De lá pra cá, no entanto, nem tudo são flores. Assim como Chris Pine, seu companheiro de “Star Trek”, Zoe se envolveu em projetos pequenos que tiveram pouco retorno e cuja visibilidade artística é limitada. Em “Morte no Funeral”, por exemplo, seu personagem é tão secundário que por vezes nem é citado nas sinopses. Situação semelhante à de “Ladrões”, no qual o nome da atriz sequer consta no cartaz. E se em “Em busca de vingança” Zoe é a protagonista, o massacre de críticas negativas ao filme abafou completamente seu papel principal.

De volta aos holofotes agora com “Além da Escuridão – Star Trek”, aparentemente os próximos trabalhos de Zoe têm tudo para gerar repercussão. Para o bem ou para o mal. Em “Nina”, que deve ser lançado ainda neste ano, ela dá vida à cantora ícone do jazz Nina Simone. Apesar da polêmica de que seria branca demais para interpretar a artista negra, este pode ser o grande papel dramático de sua carreira e atrair prêmios e reconhecimento. É só olhar o que a cinebiografia de Edith Piaf trouxe para Marion Cottillard e a de Ray Charles trouxe para Jamie Foxx. Se não der certo, pelo menos ela já tem uma posição de coadjuvante reservada na adaptação de “Guardiões da Galáxia”, filme da Marvel que deve ter importância central em “Os Vingadores 2”.

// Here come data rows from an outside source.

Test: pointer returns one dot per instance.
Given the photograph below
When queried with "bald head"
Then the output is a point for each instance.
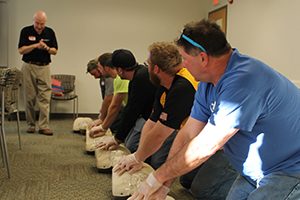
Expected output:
(39, 21)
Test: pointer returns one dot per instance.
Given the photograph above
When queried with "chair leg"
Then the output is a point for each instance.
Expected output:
(77, 100)
(74, 101)
(18, 124)
(3, 140)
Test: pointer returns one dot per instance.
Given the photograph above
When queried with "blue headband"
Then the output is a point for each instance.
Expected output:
(192, 42)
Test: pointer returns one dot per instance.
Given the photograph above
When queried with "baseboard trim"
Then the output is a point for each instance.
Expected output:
(13, 116)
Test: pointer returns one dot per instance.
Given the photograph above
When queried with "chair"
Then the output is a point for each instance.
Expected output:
(68, 92)
(10, 82)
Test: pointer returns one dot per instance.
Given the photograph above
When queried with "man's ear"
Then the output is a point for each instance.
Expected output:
(156, 69)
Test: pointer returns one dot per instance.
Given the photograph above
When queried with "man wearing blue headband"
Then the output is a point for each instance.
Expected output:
(243, 106)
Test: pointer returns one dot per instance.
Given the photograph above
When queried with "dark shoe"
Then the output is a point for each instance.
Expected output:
(46, 131)
(30, 130)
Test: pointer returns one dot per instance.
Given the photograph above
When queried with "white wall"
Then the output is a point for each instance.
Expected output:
(85, 29)
(268, 30)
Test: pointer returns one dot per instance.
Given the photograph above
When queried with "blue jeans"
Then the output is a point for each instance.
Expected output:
(274, 186)
(133, 138)
(211, 180)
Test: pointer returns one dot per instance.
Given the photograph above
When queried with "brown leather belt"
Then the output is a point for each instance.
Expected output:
(38, 63)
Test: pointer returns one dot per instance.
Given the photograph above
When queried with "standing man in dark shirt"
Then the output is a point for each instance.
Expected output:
(141, 94)
(37, 42)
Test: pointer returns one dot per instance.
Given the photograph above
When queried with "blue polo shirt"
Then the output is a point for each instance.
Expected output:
(264, 105)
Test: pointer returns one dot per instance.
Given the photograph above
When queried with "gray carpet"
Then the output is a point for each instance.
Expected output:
(55, 167)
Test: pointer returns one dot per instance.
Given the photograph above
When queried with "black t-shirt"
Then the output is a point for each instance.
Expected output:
(29, 36)
(141, 93)
(173, 106)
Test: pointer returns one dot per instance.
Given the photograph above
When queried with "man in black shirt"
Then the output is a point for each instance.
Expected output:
(37, 42)
(172, 106)
(141, 94)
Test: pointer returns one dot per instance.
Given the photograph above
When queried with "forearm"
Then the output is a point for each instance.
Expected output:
(112, 114)
(195, 152)
(27, 49)
(51, 50)
(152, 140)
(185, 160)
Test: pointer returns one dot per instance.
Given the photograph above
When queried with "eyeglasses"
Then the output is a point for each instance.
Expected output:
(192, 42)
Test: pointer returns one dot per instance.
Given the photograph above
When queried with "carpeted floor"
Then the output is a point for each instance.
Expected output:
(55, 167)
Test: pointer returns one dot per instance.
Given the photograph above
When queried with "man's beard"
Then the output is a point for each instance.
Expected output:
(154, 79)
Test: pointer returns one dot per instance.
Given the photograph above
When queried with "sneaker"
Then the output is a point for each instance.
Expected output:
(46, 131)
(31, 129)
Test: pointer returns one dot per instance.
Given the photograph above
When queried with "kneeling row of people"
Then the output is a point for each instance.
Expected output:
(150, 103)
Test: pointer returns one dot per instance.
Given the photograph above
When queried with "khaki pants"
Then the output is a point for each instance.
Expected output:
(37, 89)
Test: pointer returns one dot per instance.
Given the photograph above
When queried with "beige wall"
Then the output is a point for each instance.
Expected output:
(87, 28)
(268, 30)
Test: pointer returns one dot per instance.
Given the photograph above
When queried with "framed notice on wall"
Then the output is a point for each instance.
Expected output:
(220, 17)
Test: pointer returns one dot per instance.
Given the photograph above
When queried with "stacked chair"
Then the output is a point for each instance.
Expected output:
(9, 86)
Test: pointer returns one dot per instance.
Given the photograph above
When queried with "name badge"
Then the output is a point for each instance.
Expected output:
(31, 38)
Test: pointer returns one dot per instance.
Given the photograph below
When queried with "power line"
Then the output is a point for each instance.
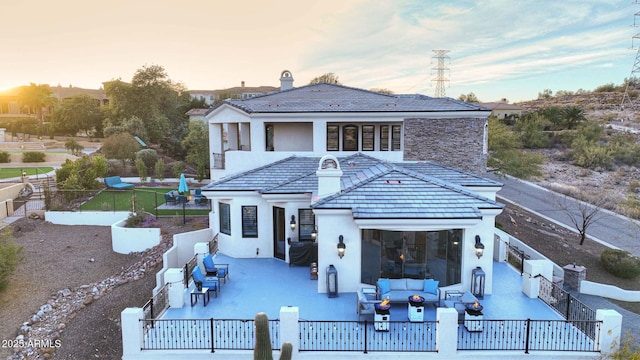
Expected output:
(440, 68)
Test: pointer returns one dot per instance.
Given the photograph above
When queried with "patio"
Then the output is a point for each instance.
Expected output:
(265, 285)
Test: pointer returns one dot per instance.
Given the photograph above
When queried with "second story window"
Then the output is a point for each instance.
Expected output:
(384, 137)
(368, 137)
(333, 138)
(396, 132)
(350, 138)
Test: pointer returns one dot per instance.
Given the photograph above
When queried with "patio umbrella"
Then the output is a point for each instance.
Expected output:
(182, 187)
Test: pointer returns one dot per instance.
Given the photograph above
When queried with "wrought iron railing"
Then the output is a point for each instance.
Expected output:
(218, 161)
(361, 336)
(213, 245)
(530, 335)
(568, 306)
(188, 268)
(210, 334)
(157, 304)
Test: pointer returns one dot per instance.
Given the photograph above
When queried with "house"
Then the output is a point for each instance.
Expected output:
(393, 179)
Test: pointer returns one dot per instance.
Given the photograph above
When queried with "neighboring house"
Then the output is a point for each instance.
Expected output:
(305, 167)
(503, 110)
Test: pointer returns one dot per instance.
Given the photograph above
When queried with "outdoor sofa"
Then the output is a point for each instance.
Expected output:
(399, 290)
(114, 182)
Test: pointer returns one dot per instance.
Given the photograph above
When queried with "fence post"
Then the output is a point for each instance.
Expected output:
(213, 336)
(132, 331)
(176, 293)
(527, 337)
(610, 331)
(447, 332)
(289, 329)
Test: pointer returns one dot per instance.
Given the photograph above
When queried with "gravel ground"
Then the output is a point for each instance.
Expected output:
(59, 257)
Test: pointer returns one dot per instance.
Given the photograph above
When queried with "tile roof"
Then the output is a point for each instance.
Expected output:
(334, 98)
(403, 194)
(372, 188)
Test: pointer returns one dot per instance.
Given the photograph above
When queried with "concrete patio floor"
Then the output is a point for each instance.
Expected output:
(265, 285)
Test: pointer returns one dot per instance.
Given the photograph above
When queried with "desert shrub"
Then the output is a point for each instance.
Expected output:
(149, 156)
(620, 263)
(590, 154)
(33, 156)
(10, 256)
(5, 157)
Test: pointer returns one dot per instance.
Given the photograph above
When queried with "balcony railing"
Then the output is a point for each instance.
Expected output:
(208, 334)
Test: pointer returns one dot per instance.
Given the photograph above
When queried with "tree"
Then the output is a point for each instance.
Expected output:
(582, 214)
(572, 116)
(34, 98)
(73, 146)
(470, 97)
(506, 156)
(197, 144)
(80, 113)
(157, 101)
(545, 94)
(120, 146)
(329, 78)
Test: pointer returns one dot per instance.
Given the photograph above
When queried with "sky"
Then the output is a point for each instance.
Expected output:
(496, 48)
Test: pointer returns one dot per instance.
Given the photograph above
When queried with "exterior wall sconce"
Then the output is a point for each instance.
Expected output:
(341, 246)
(479, 247)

É torcer para que a beleza da atriz não seja uma maldição em sua carreira. E também para que ela se decida se assina Zoe Saldana, Zoë Saldana, Zoe Saldaña ou Zoë Saldaña. Afinal, não dá pra se tornar uma estrela se o seu nome muda a cada trabalho.

(Publicado originalmente em 21/06/2013, no site Salada de Cinema)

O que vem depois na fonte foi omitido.